If you did somehow manage to survive this scorched earth policy on the Internet, the government has a third prong to finish you off. That is, of course, the link tax proposal. Essentially, if you link to any source as a way of offering references, then, in the eyes of the government, you are a dirty thieving pirate stealing content from news publishers. As a result, you would be required to pay fees for the privilege of sending this publishers traffic. Since linking is part of the very foundation of the Internet, discouraging linking would make it exponentially more difficult to get traffic flowing to your site. Less traffic means less revenue (whether its through subscriptions or ad revenue). In short, you’ll basically get choked off one way or another should you somehow manage to survive the carpet bombing of the other two prongs.

With this war on the Internet in the process of being carried out, no one party seems particularly trustworthy in trying to encourage Canada to turn the corner before driving off the innovation cliff. In the midst of this dire situation, Canadian digital rights organization, OpenMedia, decided to take matters in their own hands. This through their InternetSOS platform. OpenMedia says that Canada’s digital strategy is adrift in lobbyist infested waters. They then call for a vision that puts Internet users first. From OpenMedia:

That’s why OpenMedia is calling on every party to guarantee:

  • Universal Internet Access: Fast, affordable, and competitive home and mobile Internet access for everyone in Canada.
  • Empowered Internet Users: Internet content regulation that empowers us, the users, to make our own choices about what we experience online.
  • Expanded Privacy Protections: Reformed privacy laws built on our ongoing consent for use of our data, with meaningful punishment for violations.

The whole platform is worth reading through, but some highlights include:

  • Increase affordability for Internet and cell phones as well as increase access to rural and indigenous communities
  • Breaking up the carrier/ISP monopoly
  • Reject website blocking/censorship
  • Protect freedom of expression online
  • Support digital creators
  • Reject the link tax
  • Mandate transparency reports from large platforms
  • Privacy reform that closes loopholes that enable corporations to evade penalties
  • Require consent from users to use personal information
  • Curtail mass surveillance and biometric surveillance
  • The ability for government regulators to levy significant fines for violations of privacy

Generally speaking, it’s pretty hard to find flaws with this.
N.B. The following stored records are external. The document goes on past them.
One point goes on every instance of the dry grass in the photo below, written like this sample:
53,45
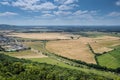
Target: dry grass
25,54
104,44
73,49
42,36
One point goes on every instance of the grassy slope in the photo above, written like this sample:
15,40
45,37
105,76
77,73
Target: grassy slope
110,59
62,64
40,46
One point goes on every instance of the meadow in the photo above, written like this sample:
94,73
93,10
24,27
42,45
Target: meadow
110,59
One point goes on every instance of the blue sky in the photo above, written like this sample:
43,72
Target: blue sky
60,12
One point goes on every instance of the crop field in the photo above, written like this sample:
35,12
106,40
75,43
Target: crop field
104,44
76,48
25,54
110,59
73,49
42,36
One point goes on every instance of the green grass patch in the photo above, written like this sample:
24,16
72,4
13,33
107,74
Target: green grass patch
62,64
110,59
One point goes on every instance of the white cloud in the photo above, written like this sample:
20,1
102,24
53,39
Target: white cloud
8,14
5,3
84,14
34,5
70,1
46,12
59,1
114,14
64,7
118,3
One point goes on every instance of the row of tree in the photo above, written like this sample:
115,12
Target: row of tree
20,69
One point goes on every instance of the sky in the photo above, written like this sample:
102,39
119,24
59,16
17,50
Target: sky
60,12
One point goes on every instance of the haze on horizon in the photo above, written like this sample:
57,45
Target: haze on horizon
60,12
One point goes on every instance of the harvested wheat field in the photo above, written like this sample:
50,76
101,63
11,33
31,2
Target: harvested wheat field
42,36
104,44
26,54
74,49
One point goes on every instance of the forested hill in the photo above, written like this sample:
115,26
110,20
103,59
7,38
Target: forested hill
20,69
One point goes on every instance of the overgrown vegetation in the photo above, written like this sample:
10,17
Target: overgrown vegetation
110,59
20,69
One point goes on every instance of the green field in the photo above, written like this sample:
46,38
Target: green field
110,59
62,64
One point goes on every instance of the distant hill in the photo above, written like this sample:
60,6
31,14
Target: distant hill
63,28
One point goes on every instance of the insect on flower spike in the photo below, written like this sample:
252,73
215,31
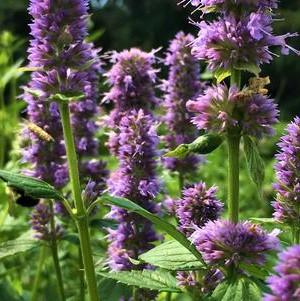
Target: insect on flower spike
39,132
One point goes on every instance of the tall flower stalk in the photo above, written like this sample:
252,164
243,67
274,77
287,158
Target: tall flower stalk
183,84
237,40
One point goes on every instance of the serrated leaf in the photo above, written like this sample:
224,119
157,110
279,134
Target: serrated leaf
160,223
22,244
171,255
203,145
220,74
206,144
255,163
240,289
250,67
153,280
32,187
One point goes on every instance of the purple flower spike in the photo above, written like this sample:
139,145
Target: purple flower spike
182,85
132,78
197,206
224,243
286,285
230,42
221,109
134,179
288,179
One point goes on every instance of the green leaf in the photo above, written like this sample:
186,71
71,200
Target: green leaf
32,187
250,67
154,280
220,74
255,271
171,255
110,290
240,289
22,244
255,163
66,98
180,152
160,223
203,145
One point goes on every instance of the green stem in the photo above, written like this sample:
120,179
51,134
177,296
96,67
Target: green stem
54,251
81,277
233,176
36,284
82,218
2,129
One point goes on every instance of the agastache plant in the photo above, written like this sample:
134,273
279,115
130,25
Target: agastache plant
66,71
183,84
287,204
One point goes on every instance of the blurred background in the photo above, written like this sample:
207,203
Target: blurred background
120,24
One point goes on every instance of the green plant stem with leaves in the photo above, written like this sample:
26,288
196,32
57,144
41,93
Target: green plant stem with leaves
233,142
54,251
81,213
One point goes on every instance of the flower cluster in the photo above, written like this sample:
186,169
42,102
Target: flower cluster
134,179
182,85
239,38
132,78
197,206
287,172
286,285
221,109
66,66
224,243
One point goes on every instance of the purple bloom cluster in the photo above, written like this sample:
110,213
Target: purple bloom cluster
182,85
69,66
286,285
40,221
288,179
134,179
230,42
221,109
132,78
58,49
197,206
223,243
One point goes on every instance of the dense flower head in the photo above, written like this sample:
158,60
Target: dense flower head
227,4
230,42
285,286
132,78
134,179
221,109
197,206
182,85
58,25
288,178
40,221
224,243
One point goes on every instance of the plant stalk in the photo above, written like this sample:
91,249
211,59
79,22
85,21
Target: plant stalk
37,280
54,251
81,217
233,176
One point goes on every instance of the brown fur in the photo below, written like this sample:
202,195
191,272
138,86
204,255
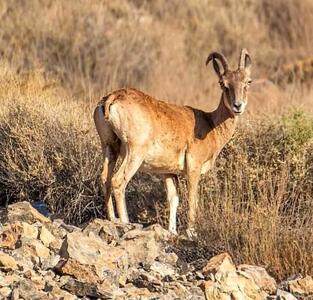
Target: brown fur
158,137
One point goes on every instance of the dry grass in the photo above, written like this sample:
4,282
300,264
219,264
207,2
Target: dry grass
261,187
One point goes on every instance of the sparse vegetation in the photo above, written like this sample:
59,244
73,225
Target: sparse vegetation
58,57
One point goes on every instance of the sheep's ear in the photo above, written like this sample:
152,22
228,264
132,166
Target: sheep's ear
216,58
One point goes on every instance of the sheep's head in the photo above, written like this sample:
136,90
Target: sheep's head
234,83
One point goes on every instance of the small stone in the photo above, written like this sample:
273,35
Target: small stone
27,290
162,269
260,277
5,292
7,262
90,259
168,258
23,211
82,289
46,237
220,263
301,286
9,237
50,262
283,295
29,231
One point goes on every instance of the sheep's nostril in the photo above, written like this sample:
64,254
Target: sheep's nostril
237,105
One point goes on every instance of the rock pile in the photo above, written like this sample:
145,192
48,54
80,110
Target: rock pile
45,259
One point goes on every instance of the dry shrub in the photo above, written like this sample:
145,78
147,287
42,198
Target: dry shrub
48,150
159,46
257,204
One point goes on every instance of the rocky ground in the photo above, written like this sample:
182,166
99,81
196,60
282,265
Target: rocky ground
45,259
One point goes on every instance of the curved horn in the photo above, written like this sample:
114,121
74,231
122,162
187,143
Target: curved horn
220,57
242,58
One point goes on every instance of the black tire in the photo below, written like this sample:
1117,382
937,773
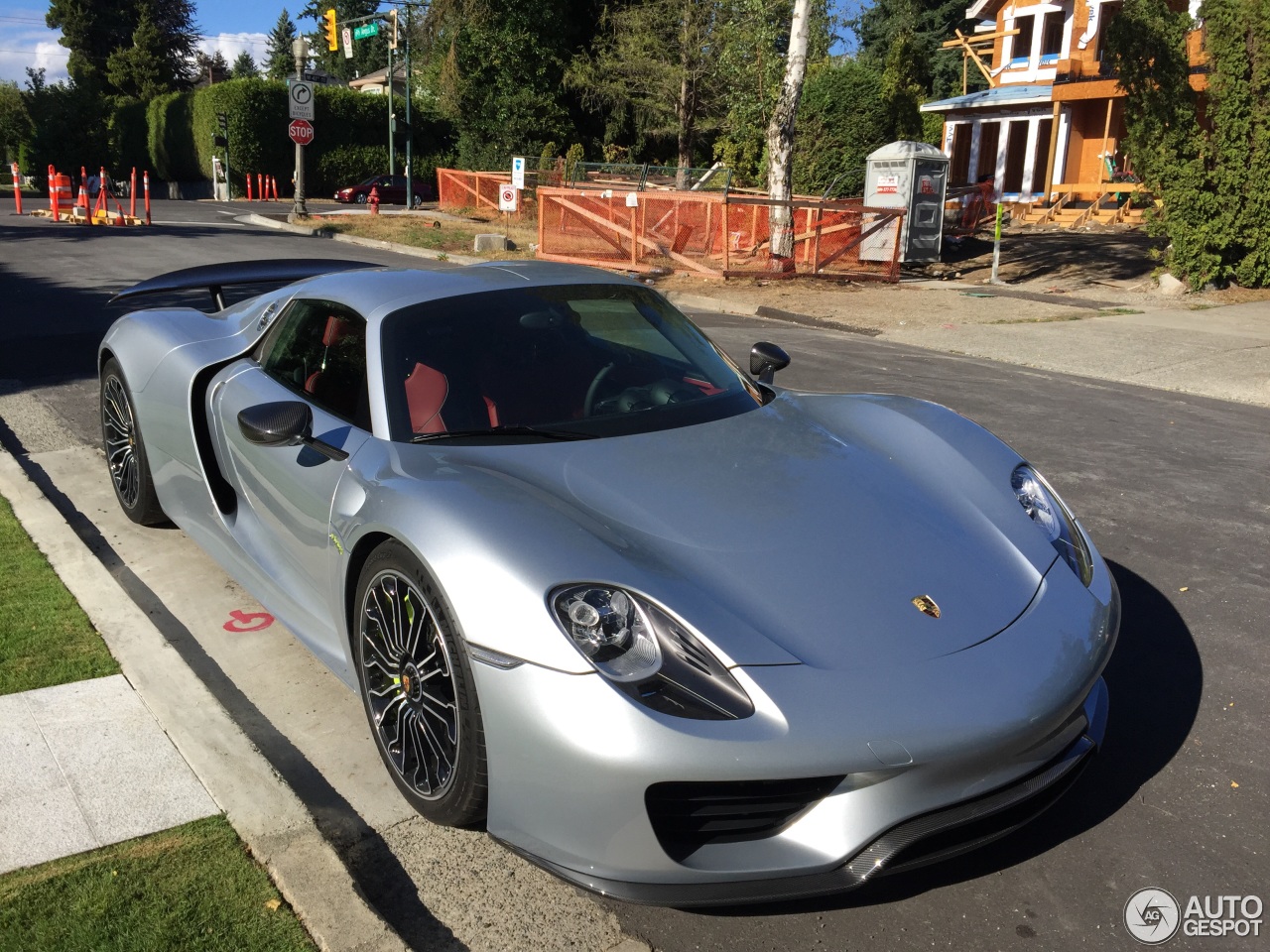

It’s quite comprehensive and would allow Canada to turn the corner. Already, the world sees Canada as a very anti Internet country. Some even fear that the current trajectory Canada is taking will encourage other countries to start cracking down on the Internet in this extreme way. With the world looking at Canada as this backwards anti-innovation country that hates everything the Internet represents, it’s nice to see that some are pushing a positive vision like this. We can only hope that lawmakers will actually take notice and realize that there is a positive way forward. Admittedly, it’s hard to be optimistic these days, though.